I giggled. "How does that work?" I asked.
"What?"
"How does that work. I mean you are like sixteen and I'm nine," I informed him. But I was smiling. It was me and I felt special. That special someone. I figured when we were both older though seven years difference wouldn't be that much.
"That doesn't bother you that I've imprinted on you?" Quil asked cautiously.
"If anyone was going to imprint on me, It makes sense that my best friend woul-" I stopped short.
"What's wrong," Quil asked.
"Are you only my best friend because you imprinted on me?" I whispered so he wouldn't hear my voice shake. "If you imprinted on someone else, or you weren't even a wolf, we would have never been this close….." I trailed off.
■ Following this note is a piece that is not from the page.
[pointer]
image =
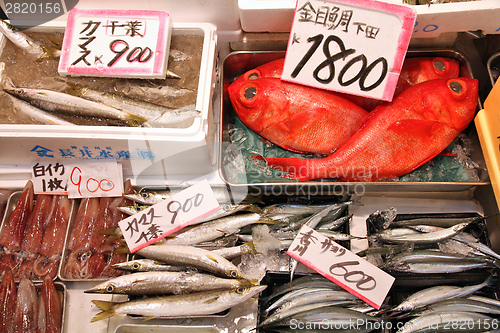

"Claire," Quil took my hands in his and smiled. "Don't play the 'What If' game. It doesn't suit you. Many, many things would be different if I wasn't a wolf or I didn't imprint on you. So many things would be different that it wouldn't matter. But you and I were meant to be this close. You and I are the best friends any too people can be. And I'm glad that my werewolf status made me imprint on you, Claire. I told you, I love loving you. I've been doing that since you were two."
"You imprinted on me when I was two?" I asked astonished. He grinned sheepishly.
"That's when I first met you after I phased," he shrugged. "I've just made sure I was always there when you needed me."
I smiled. He had been always there for me. I leaned forward and climbed into his lap. He had always seemed like my big brother. He was my best friend and, I grinned to myself at this new knowledge, nobody else's. I would be his best friend too.
Quil's arms wrapped around me and embraced me as he rocked me back and forth like he did when I was little. I came to realize just how much he loved me in that simple embrace. He was going to be there for me for what ever I needed him for. A brother, a best friend and maybe when I got to be Aunt Emily's age…. eww…. never mind. There will be time for that later.
Quil was right though. It was easy to "appreciate" the unwavering loyalty. As easy as breathing. Quil was easy for me to love. He always had been.
Sorry if there were any loose ties. I just thought of this and the fluffiness was too much for me to resist. I had to write it!